Cijengjing (KEMENAG)
Prestasi membanggakan kembali ditorehkan MTsN 15 Ciamis. Tim
Naturalistik madrasah tersebut berhasil meraih Juara IV dalam Lomba Video Kreatif
Pekarangan Organik Tingkat Kabupaten Ciamis Tahun 2025, yang
digelar dalam rangka memperingati Hari Ibu, Bela Negara, dan Kesetiakawanan,
bertempat di halaman Pendopo Kabupaten Ciamis, Senin (22/12/2025).
Kejuaraan
ini menjadi wujud nyata kepedulian dan kreativitas peserta dalam memanfaatkan
lahan pekarangan secara produktif dan ramah lingkungan. Melalui video yang
disajikan, Tim Naturalistik MTsN 15 Ciamis menampilkan inovasi pengelolaan pekarangan organik
berbasis tanaman lidah buaya yang diolah menjadi minuman segar
bernilai guna., proses yang ditampilkan meliputi pemilihan
tanaman, teknik penanaman, perawatan, hingga pemanfaatan hasil panen yang
bermanfaat bagi keluarga dan lingkungan madrasah.
Ketua
Tim Naturalistik MTsN 15 Ciamis, Albiesya Epyla Romaidha,
bersama anggota tim, berhasil menghadirkan karya video unggulan dengan
penyampaian pesan yang edukatif, visual yang menarik, serta alur cerita yang
inspiratif. Karya tersebut dinilai mampu meningkatkan kesadaran masyarakat akan
pentingnya pertanian organik skala rumah tangga sebagai bagian dari gaya hidup
berkelanjutan.
“Selain
sebagai media edukasi, video ini juga menjadi sarana kampanye positif dalam
mendukung ketahanan pangan,
pelestarian
lingkungan, serta penerapan pola hidup sehat
berbasis pemanfaatan sumber daya local”.
Kepala
MTsN 15 Ciamis, Dra.
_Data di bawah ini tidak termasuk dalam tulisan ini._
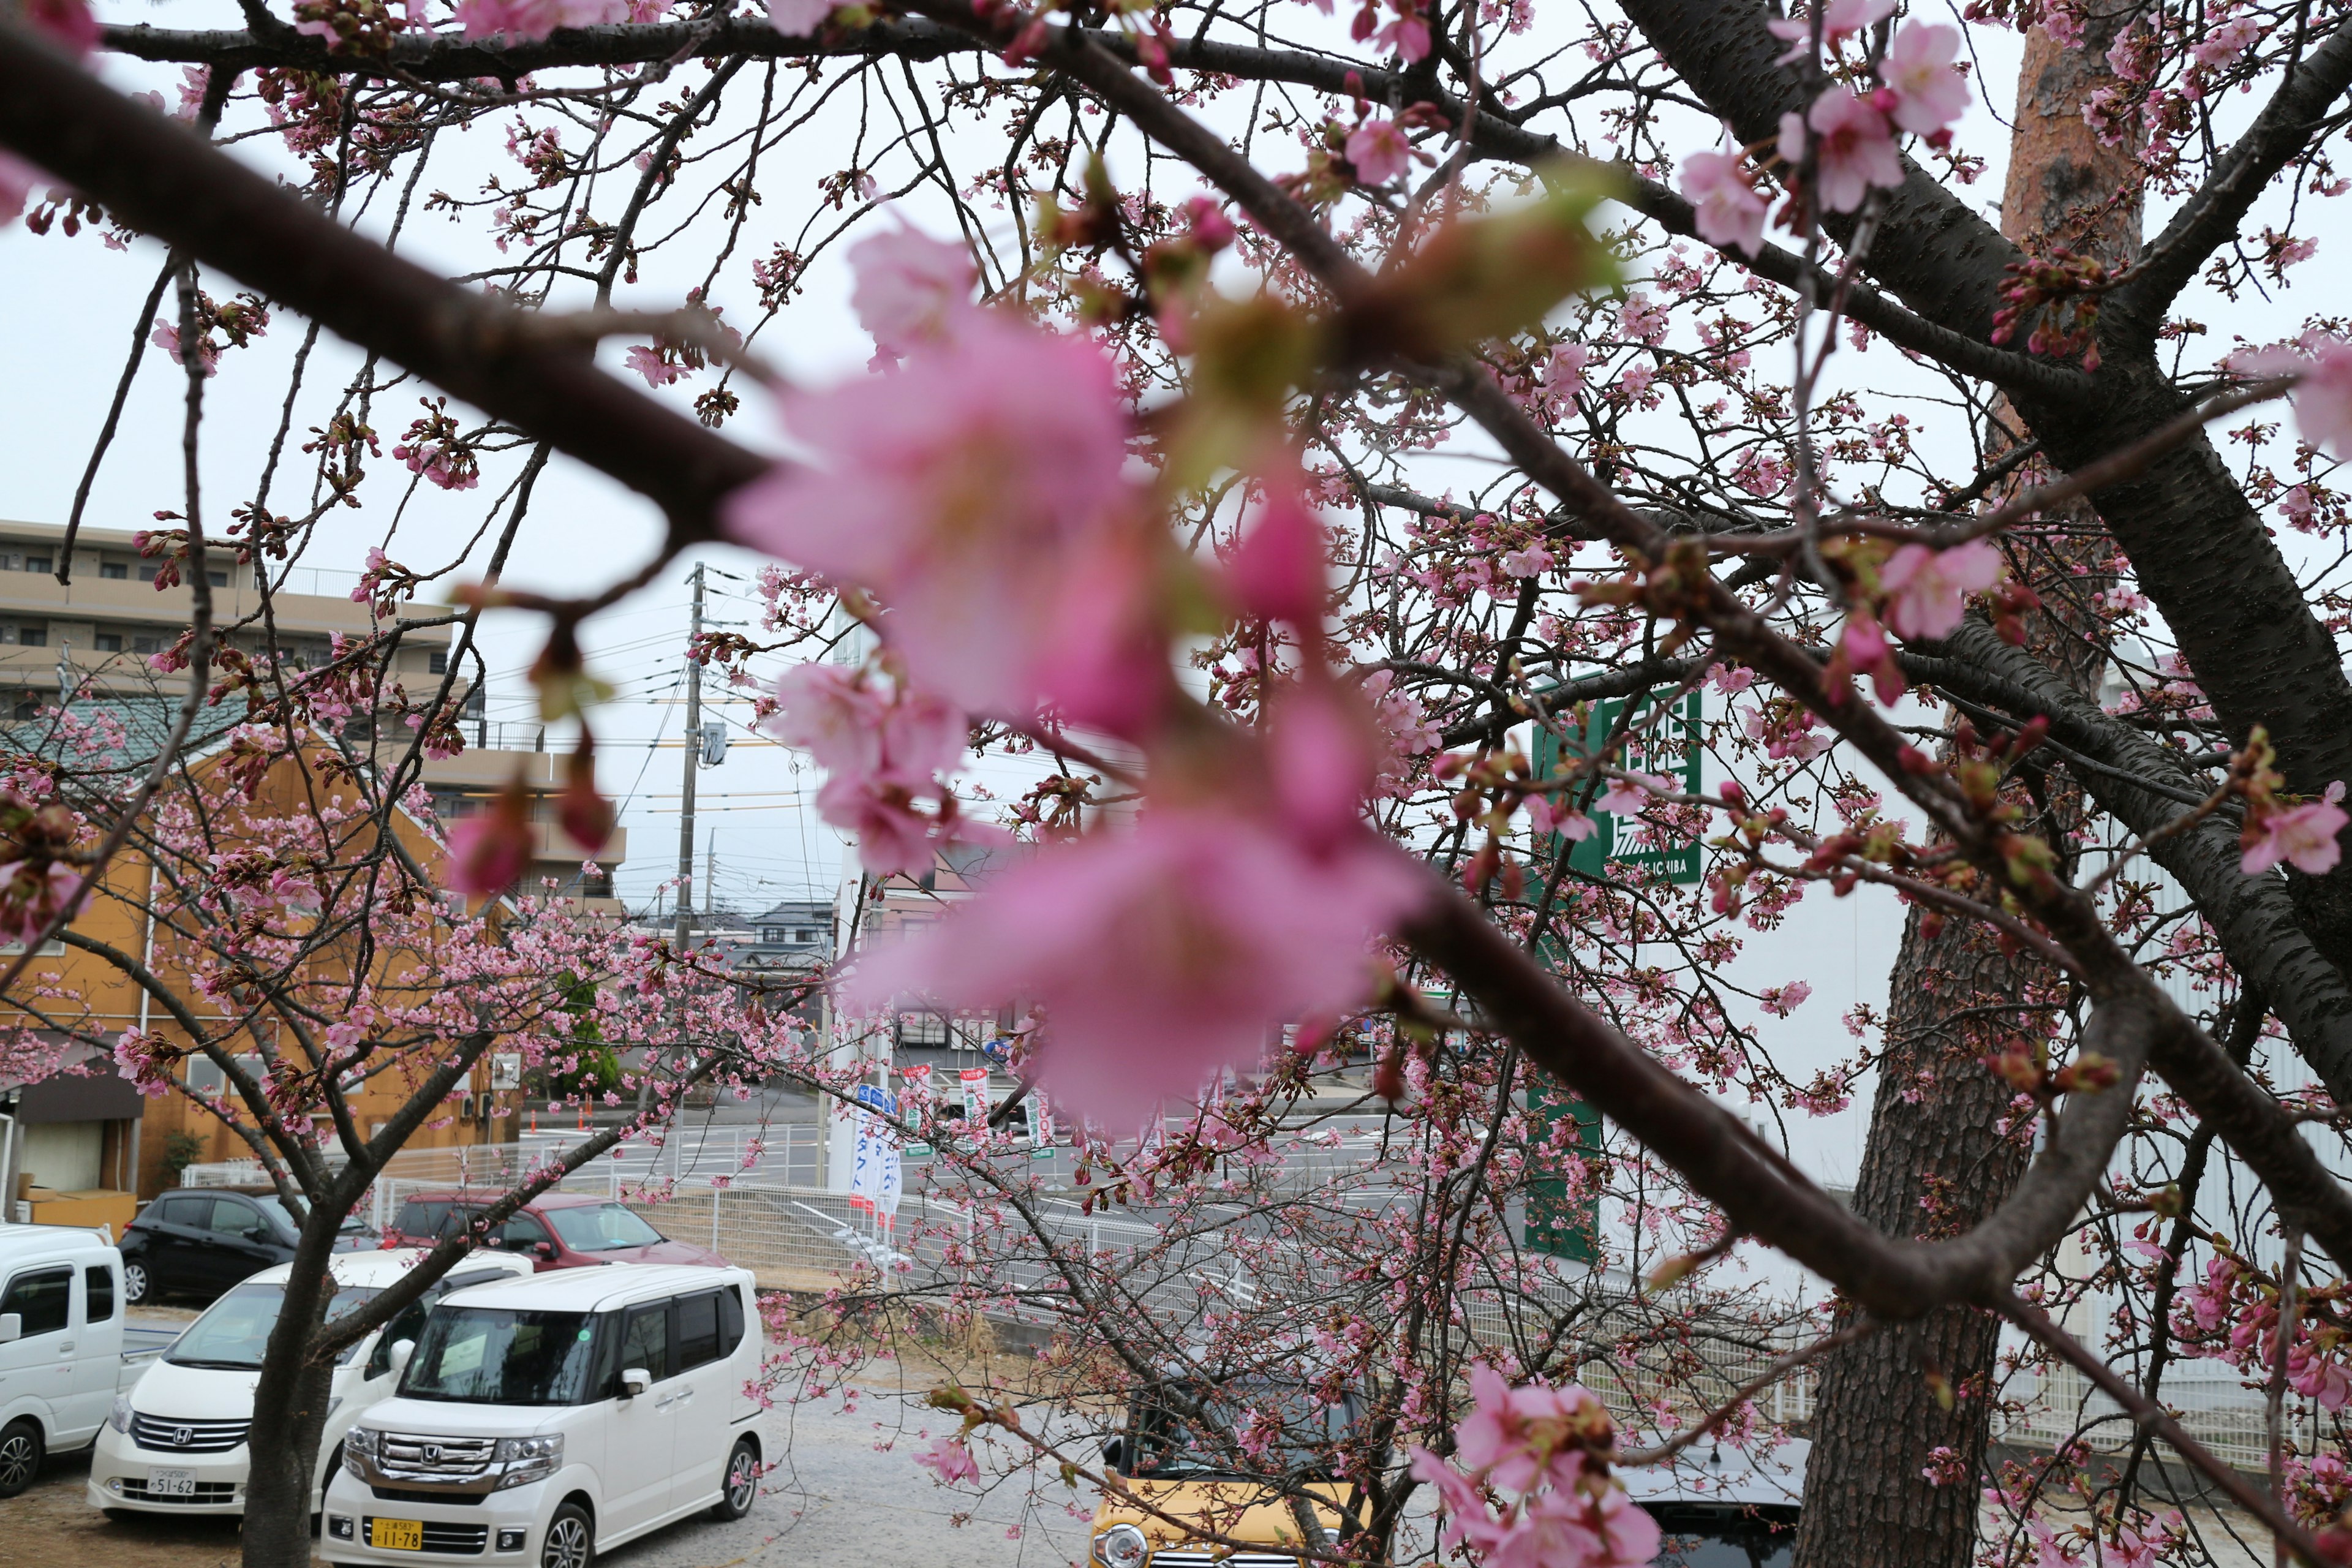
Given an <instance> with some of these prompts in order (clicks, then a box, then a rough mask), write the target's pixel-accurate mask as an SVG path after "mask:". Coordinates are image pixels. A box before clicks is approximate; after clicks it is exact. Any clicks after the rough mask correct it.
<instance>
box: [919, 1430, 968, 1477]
mask: <svg viewBox="0 0 2352 1568" xmlns="http://www.w3.org/2000/svg"><path fill="white" fill-rule="evenodd" d="M915 1462H917V1465H922V1467H924V1469H931V1472H936V1474H938V1483H941V1486H955V1483H957V1481H978V1479H981V1465H978V1460H974V1458H971V1450H969V1448H964V1446H962V1443H957V1441H955V1439H953V1436H943V1439H936V1441H934V1443H931V1446H929V1448H924V1450H922V1453H917V1455H915Z"/></svg>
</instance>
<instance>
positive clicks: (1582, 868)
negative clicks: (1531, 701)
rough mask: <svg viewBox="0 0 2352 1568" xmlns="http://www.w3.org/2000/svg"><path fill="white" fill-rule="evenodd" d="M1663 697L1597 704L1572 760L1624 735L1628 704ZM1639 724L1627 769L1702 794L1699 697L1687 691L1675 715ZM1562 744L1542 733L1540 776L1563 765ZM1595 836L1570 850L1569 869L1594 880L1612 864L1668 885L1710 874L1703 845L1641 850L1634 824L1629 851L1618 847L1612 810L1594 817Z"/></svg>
mask: <svg viewBox="0 0 2352 1568" xmlns="http://www.w3.org/2000/svg"><path fill="white" fill-rule="evenodd" d="M1658 701H1661V693H1653V691H1651V693H1642V696H1635V698H1623V696H1611V698H1602V701H1597V703H1592V708H1590V712H1588V717H1585V726H1583V729H1581V731H1578V729H1571V731H1569V745H1571V748H1573V752H1571V755H1576V757H1590V755H1592V752H1595V750H1599V748H1602V745H1606V741H1609V736H1613V733H1618V724H1621V719H1623V717H1625V705H1628V703H1632V705H1637V708H1649V705H1651V703H1658ZM1635 724H1642V729H1639V731H1637V733H1630V736H1628V738H1625V755H1623V766H1628V769H1630V771H1635V773H1661V776H1665V778H1672V780H1675V783H1677V785H1682V790H1684V792H1686V795H1696V792H1698V693H1696V691H1686V693H1684V696H1682V701H1679V703H1677V705H1675V712H1670V715H1665V717H1658V719H1651V715H1646V712H1637V715H1635ZM1559 755H1562V748H1559V741H1557V738H1555V736H1552V731H1548V729H1538V731H1536V757H1534V762H1536V773H1538V776H1548V773H1550V771H1552V769H1557V766H1559ZM1592 823H1595V832H1592V837H1588V839H1585V842H1581V844H1576V846H1573V849H1571V851H1569V867H1571V870H1578V872H1585V875H1588V877H1599V875H1604V872H1606V870H1609V863H1611V860H1613V863H1616V865H1621V867H1625V865H1630V867H1639V870H1649V872H1658V875H1663V877H1665V879H1668V882H1677V884H1682V886H1691V884H1693V882H1698V879H1700V877H1703V875H1705V872H1703V865H1700V851H1698V844H1696V842H1693V844H1670V846H1665V849H1639V846H1635V832H1637V830H1635V827H1632V825H1628V827H1625V832H1623V849H1621V846H1618V820H1616V816H1611V813H1609V811H1595V813H1592Z"/></svg>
Y. Sopiah Susilawati, M.Pd., menyampaikan bahwa
keikutsertaan dalam lomba ini bertujuan untuk menumbuhkan kesadaran akan
pentingnya pemanfaatan pekarangan sebagai sumber pangan sehat dan ramah
lingkungan, sekaligus mendorong kreativitas siswa dalam menyampaikan ide
melalui media video.
“Melalui
kegiatan ini, siswa tidak hanya belajar berinovasi, tetapi juga menjadi agen
perubahan yang mampu menginspirasi lingkungan madrasah dan masyarakat untuk
mengembangkan pekarangan organik secara berkelanjutan,” ujarnya.
Ia
berharap ke depan MTsN 15 Ciamis terus berpartisipasi dalam kegiatan serupa,
sehingga karya-karya siswa dapat dipublikasikan sebagai media edukasi dan inspirasi.
“Pengelolaan pekarangan organik perlu terus dikembangkan dalam kehidupan
sehari-hari untuk melahirkan ide-ide kreatif yang bermanfaat,” tambahnya.